Dr. Fauci Is Doing a Good Job So It's Only a Matter of Time Before Trump Fires HimPolitics
Dr. Anthony Fauci, the Director of the National Institute of Allergy and Infectious Diseases, has emerged as a lone voice of reason during President Trump’s daily covid-19 press briefings. He’s the one person Americans have been able to rely on to separate fact from administration-ordained fiction, and that’s precisely why his days might be numbered.
The New York Times reports that Trump has become “frustrated with Dr. Fauci’s blunt approach at the briefing lectern, which often contradicts things the president has just said.” This was most recently apparent during Friday’s presser, when Fauci was asked whether the drug hydroxychloroquine is an effective prophylactic against coronavirus, given anecdotal reports that it has been used as a preventative measure against the virus. Fauci said no; moments later, Trump said that he felt “good” about hydroxychloroquine treatment and that the government has already ordered millions of units of the drug.
The contradictions are occurring off the lectern as well. On Sunday, Science magazine published an interview with Fauci, in which he asserted that he will never call covid-19 the “Chinese Virus,” as the Trump is fond of, and that he isn’t afraid to call the United States’s current response an abject failure. From Science:
Q: Big Picture. We’ve had all this pandemic preparedness. Why did this fail? What went wrong?

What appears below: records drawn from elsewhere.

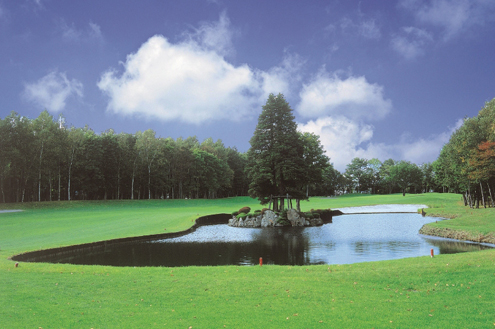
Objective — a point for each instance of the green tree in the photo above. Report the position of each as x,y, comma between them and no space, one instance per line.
275,158
357,173
148,149
406,174
315,160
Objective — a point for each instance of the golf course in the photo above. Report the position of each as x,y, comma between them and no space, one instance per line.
445,291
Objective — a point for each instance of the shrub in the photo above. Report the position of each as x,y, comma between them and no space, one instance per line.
245,210
242,216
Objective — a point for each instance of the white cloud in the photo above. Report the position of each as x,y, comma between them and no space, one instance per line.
353,97
216,36
52,91
410,43
90,34
452,16
341,138
365,28
345,139
191,81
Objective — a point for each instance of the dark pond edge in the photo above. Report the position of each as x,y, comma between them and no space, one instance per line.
43,254
460,235
40,255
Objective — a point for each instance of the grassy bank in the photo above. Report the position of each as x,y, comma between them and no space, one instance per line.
417,292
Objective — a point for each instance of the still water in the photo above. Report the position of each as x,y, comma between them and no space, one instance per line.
349,239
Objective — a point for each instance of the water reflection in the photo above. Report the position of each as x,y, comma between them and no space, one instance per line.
349,239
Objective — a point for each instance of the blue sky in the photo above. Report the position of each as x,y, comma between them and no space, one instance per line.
384,79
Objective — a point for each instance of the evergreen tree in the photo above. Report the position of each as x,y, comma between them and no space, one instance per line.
275,159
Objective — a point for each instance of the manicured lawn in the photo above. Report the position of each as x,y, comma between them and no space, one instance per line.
440,292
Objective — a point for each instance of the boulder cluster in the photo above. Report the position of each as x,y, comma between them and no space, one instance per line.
268,218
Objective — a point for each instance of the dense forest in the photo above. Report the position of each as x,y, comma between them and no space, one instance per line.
44,160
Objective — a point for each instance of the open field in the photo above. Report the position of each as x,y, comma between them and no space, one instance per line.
440,292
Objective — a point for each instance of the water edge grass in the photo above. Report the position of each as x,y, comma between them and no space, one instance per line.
416,292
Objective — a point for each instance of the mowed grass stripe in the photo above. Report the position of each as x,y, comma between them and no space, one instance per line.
440,292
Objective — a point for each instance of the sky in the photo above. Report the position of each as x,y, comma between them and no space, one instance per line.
374,79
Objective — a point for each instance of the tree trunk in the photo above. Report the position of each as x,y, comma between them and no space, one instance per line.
50,184
482,195
490,190
59,180
132,186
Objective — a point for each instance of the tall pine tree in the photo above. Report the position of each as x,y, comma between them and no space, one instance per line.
275,160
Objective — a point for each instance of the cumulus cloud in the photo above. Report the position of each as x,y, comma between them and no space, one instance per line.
353,97
341,138
452,16
410,43
215,36
345,139
190,81
52,91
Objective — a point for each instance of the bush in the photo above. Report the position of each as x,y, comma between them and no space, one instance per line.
241,216
308,215
245,210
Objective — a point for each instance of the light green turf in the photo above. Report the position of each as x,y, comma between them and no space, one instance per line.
441,292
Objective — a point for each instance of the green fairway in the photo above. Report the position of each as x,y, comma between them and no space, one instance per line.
440,292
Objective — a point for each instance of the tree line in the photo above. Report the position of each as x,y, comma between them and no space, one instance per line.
467,162
44,160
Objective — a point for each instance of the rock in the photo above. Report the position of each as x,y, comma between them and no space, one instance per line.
269,219
294,218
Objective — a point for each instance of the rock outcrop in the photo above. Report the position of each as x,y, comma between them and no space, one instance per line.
268,218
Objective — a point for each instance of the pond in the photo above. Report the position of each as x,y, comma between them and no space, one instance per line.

A: I think we’ll have to wait until it is over and we look back before we can answer that. It’s almost like the fog of war. After the war is over, you then look back and say, wow, this plan, as great as it was, didn’t quite work once they started throwing hand grenades at us. It really is similar to that. Obviously, testing [for the new coronavirus] is one clear issue that needs to be relooked at. Why were we not able to mobilize on a broader scale? But I don’t think we can do that right now. I think it’s premature. We really need to look forward.
But Fauci was cagey in his response to how he manages to stand by as Trump lies. When asked why there are more than 10 people on the stage during Trump pressers and more than 10 journalists in the audience, Fauci replied, “I know that. I’m trying my best. I cannot do the impossible.” In response to a claim that the success of Trump’s China travel ban was a farce, Fauci said, “I know, but what do you want me to do?” He later added that when it comes to Trump spreading lies and misinformation, “I can’t jump in front of the microphone and push him down. OK, he said it. Let’s try and get it corrected for the next time.”
You can practically see his hands wringing themselves into knots.
Fauci joked that he hasn’t been fired yet, and made a point to mention that though he and Trump disagree, the president does listen to him. Still, in the Trump administration, loyalty takes precedent above hard truths. This has been the case time and again, as evidenced by the constant dismissals from the Trump administration. And lost in the malaise of covid-19 and the democratic primary was the news of the Trump administration’s most recent gutting of its White House staff.
Earlier this month, Trump lauded Fauci as having become a “major television star” with his numerous news program appearances. But as much as Trump values one’s ability to shine in front of the cameras, he only celebrates it to a point. Once an official is seen as more credible than Trump with the press—or even just doing their job well, in contradiction with Trump’s behavior—he sends them packing… quickly.